Le tribunal de commerce d’Antibes, statuant en date du 28 octobre 2025, a examiné la situation d’une entreprise en redressement judiciaire. Constatant l’absence de capacités financières et de plan de redressement, il a converti la procédure en liquidation judiciaire. La décision précise les modalités de cette liquidation et nomme les auxiliaires de justice. Elle soulève la question des conditions de conversion et des délais impartis au liquidateur.

Les conditions légales d’une conversion nécessaire

Le constat d’une impossibilité financière définitive

Le juge fonde sa décision sur l’état critique de l’entreprise débitrice. Les renseignements fournis révèlent une insuffisance patente des ressources disponibles. « il apparaît que l’entreprise ne dispose pas de capacités financières suffisantes à la poursuite de la période d’observation » (Motifs). Cette carence empêche toute perspective de continuation de l’activité. L’impossibilité est ainsi établie de manière objective et incontestable.

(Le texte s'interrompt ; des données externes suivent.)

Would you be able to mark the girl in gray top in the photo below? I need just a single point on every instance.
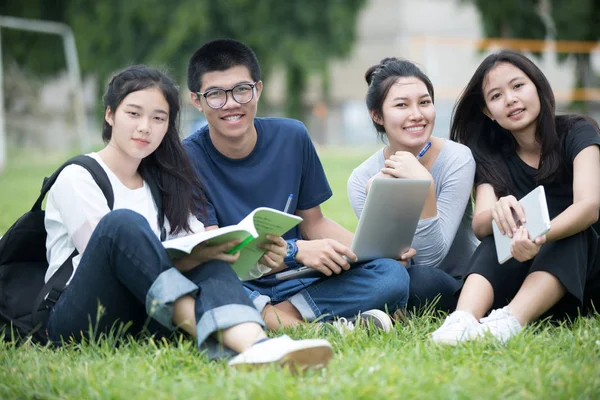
(400, 100)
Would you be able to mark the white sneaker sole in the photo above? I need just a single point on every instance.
(384, 319)
(316, 356)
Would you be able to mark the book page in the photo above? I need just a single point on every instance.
(184, 245)
(265, 221)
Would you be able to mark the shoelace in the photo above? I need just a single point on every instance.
(343, 322)
(494, 316)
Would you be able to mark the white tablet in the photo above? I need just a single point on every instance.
(389, 219)
(387, 224)
(538, 222)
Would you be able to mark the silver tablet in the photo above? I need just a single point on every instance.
(387, 224)
(389, 218)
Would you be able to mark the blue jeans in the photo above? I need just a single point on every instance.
(126, 270)
(381, 284)
(427, 283)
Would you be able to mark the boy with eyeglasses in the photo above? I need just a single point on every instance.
(249, 162)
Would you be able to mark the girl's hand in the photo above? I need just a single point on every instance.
(276, 251)
(203, 253)
(502, 213)
(523, 248)
(407, 255)
(379, 175)
(404, 164)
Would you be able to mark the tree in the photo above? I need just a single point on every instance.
(577, 20)
(301, 36)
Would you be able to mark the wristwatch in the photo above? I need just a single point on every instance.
(291, 251)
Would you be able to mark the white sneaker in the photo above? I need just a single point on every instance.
(460, 326)
(376, 318)
(502, 324)
(283, 350)
(343, 325)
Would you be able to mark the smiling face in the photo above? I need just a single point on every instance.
(139, 123)
(408, 114)
(233, 121)
(511, 98)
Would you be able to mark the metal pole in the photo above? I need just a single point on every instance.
(2, 124)
(65, 31)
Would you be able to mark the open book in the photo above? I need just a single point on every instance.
(251, 230)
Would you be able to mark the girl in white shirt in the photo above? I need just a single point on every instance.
(123, 273)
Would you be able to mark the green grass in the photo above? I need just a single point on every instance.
(545, 361)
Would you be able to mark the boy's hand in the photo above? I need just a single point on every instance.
(276, 251)
(325, 255)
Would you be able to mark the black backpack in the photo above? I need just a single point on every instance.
(25, 300)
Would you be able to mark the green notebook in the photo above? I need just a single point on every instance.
(251, 230)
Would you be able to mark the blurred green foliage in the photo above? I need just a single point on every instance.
(300, 36)
(577, 20)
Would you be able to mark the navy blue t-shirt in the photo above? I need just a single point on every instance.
(283, 162)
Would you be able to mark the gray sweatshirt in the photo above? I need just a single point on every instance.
(445, 241)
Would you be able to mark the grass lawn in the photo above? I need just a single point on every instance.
(544, 362)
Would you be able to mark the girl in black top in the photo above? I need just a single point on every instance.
(506, 116)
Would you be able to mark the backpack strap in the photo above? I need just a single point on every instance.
(56, 284)
(157, 195)
(92, 166)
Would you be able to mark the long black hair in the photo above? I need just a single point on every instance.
(491, 144)
(169, 165)
(381, 78)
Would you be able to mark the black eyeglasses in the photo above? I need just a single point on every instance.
(242, 93)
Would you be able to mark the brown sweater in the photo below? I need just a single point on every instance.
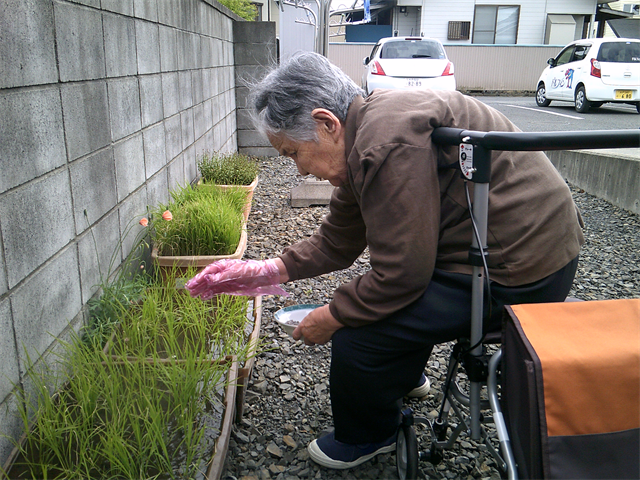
(412, 213)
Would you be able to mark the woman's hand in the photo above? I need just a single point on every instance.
(318, 327)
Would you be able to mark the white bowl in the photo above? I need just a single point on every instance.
(290, 317)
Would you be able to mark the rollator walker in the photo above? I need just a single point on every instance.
(462, 410)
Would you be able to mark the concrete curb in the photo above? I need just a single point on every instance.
(611, 174)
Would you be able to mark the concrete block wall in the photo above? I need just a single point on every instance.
(255, 52)
(105, 105)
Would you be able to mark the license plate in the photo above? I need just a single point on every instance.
(413, 82)
(624, 94)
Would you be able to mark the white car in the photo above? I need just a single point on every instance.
(591, 72)
(404, 63)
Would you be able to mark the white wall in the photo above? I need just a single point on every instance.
(533, 16)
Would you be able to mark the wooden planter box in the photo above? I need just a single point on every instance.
(166, 263)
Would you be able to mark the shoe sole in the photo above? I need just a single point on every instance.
(421, 391)
(321, 458)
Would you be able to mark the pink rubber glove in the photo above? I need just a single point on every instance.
(237, 277)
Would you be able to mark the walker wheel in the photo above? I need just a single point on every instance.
(407, 453)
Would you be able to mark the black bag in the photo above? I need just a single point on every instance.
(571, 389)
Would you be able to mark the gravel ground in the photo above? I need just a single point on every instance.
(287, 403)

L’absence de toute solution alternative de sortie

La conversion s’impose également en l’absence de toute proposition viable. L’entreprise se trouve dans l’impossibilité de présenter un plan de redressement. Elle ne peut non plus formuler une offre de cession sérieuse. Cette double carence justifie la cessation définitive de l’exploitation. Le tribunal valide ainsi la demande de conversion formulée par le dirigeant lui-même.

Les modalités pratiques de la liquidation prononcée

La désignation des acteurs et le cadre procédural

La décision organise la phase de liquidation en nommant les intervenants. Elle maintient le juge-commissaire et transforme le mandataire en liquidateur. Cette continuité assure une transition efficace et sécurisée. Le tribunal ordonne également toutes les mesures d’exécution prévues par la réglementation. L’encadrement strict garantit le bon déroulement des opérations à venir.

La fixation d’un délai pour l’examen de clôture

Le jugement détermine un cadre temporel impératif pour le liquidateur. « FIXE conformément à l’article L. 643-9, alinéa 1 du code de commerce à dix-huit mois le délai » (Dispositif). Ce délai maximal constitue la règle de principe pour l’accomplissement de la mission. Il peut toutefois être prorogé par le juge si la situation l’exige. Une jurisprudence récente rappelle que « la poursuite des opérations de liquidation justifie qu’en application de l’article du code de commerce susvisé le délai d’examen de la clôture de la procédure collective soit prorogé » (Cour d’appel de appel de Saint-Denis de la Réunion, le 30 avril 2025, n°24/00702). La prorogation nécessite toujours une motivation spéciale du tribunal saisi. « Le tribunal peut, par un jugement spécialement motivé, proroger la procédure pour une durée qui ne peut excéder trois mois » (Cour d’appel de appel de Paris, le 29 avril 2025, n°24/11639). La décision commentée pose donc le cadre initial que d’autres juges pourront aménager.

Source : Cour de cassation – Base Open Data « Judilibre » & « Légifrance ».